Teams should also consider the potential impact that AI initiatives will have on upstream and downstream processes and implement measures to address it. For example, at the airline the AI team developed a reporting tool for managers overseeing the loading and unloading of cargo so that they could effectively support the higher volumes produced by the new sales and reservation process.
A Domino Effect
Once AI development matures within an initial domain and organizations have gotten into a rhythm for reimagining parts of the business, they’re ready to expand. The tech foundation they’ve built and the skills they’ve learned—for example, how to successfully break down silos, make decisions that used to take weeks in hours, and create more data-driven teams—will help accelerate their efforts in new domains.
At this point companies can pursue multiple domains in parallel. Again, the idea is to build off past work. This might lead companies to prioritize domains that have data and skills in common, such as supply chain and logistics. Or they might pursue the same domain in other business units. The energy utility retailer estimates that nearly 80% of the work done on improving customer value management in one product division (which led to record growth in just a few months, including a 12% increase in customer profit and a 20% increase in customer retention) can be reused in several other business units and accelerate their growth as well.

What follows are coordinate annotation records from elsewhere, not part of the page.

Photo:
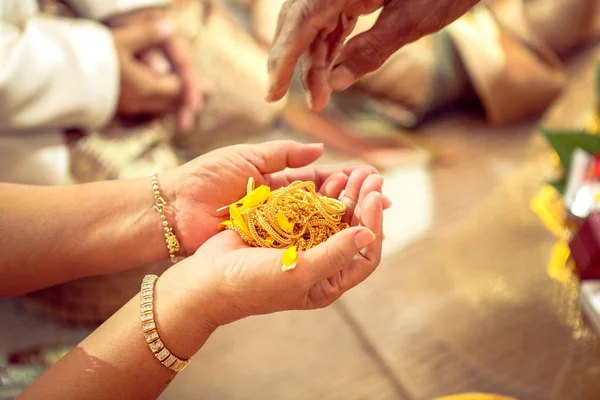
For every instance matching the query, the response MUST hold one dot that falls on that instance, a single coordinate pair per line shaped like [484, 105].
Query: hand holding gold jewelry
[196, 191]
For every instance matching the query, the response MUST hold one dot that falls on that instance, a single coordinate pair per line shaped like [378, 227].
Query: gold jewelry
[160, 351]
[295, 215]
[160, 204]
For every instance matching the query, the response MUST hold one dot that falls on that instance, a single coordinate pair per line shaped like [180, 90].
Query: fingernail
[270, 90]
[341, 78]
[309, 100]
[363, 238]
[387, 201]
[187, 120]
[165, 28]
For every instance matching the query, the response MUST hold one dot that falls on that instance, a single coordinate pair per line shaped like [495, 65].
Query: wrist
[183, 316]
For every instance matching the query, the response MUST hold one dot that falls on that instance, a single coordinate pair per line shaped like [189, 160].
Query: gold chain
[159, 205]
[295, 215]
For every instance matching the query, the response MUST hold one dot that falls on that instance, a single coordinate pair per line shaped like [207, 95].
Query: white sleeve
[60, 73]
[103, 9]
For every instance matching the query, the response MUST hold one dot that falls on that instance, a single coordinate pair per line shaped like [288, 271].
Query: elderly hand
[230, 280]
[158, 55]
[312, 33]
[196, 190]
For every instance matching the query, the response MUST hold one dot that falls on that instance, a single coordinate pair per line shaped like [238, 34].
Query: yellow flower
[224, 225]
[289, 259]
[236, 218]
[475, 396]
[284, 223]
[254, 198]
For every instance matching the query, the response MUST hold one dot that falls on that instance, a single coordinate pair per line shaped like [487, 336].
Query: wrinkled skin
[311, 33]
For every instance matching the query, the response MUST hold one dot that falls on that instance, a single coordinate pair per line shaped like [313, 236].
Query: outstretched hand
[239, 281]
[195, 191]
[311, 33]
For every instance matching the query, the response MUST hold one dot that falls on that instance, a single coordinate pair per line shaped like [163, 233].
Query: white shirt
[55, 73]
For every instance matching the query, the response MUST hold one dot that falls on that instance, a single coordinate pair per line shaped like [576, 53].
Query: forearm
[115, 362]
[51, 235]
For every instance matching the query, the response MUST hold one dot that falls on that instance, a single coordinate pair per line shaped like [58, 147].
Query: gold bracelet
[160, 203]
[149, 328]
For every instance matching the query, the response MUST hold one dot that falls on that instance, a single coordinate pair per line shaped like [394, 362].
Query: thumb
[367, 51]
[139, 37]
[329, 257]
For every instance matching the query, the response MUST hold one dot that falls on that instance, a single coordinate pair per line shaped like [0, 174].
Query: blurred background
[464, 300]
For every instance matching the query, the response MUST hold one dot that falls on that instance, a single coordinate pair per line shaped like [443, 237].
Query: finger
[141, 37]
[368, 51]
[370, 256]
[316, 175]
[157, 61]
[333, 255]
[334, 185]
[278, 155]
[300, 23]
[373, 183]
[178, 53]
[159, 93]
[315, 70]
[386, 202]
[352, 191]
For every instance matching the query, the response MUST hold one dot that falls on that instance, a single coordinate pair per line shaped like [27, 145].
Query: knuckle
[337, 257]
[372, 49]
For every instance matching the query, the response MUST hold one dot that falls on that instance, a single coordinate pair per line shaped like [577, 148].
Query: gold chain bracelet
[149, 327]
[159, 205]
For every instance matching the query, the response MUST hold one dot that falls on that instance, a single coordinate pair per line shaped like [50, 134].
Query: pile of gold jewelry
[292, 216]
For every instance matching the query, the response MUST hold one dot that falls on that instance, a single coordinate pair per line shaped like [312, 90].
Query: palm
[255, 282]
[219, 178]
[205, 185]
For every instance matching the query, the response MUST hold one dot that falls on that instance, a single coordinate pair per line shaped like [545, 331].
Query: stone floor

The companies profiled in this article are all still in the earlier stages of their full AI transformations, but they’re on the threshold of a new era. They’ve gained a taste of what’s possible, and their bold choices have yielded significant returns within the domains they’ve targeted and new capabilities that discrete use cases couldn’t deliver. These companies have created a playbook of methodologies and protocols they can turn to again. As they move on to other domains, their pace will quicken, their AI capabilities will rapidly compound, and they’ll find that the future they imagined is actually closer than it once appeared.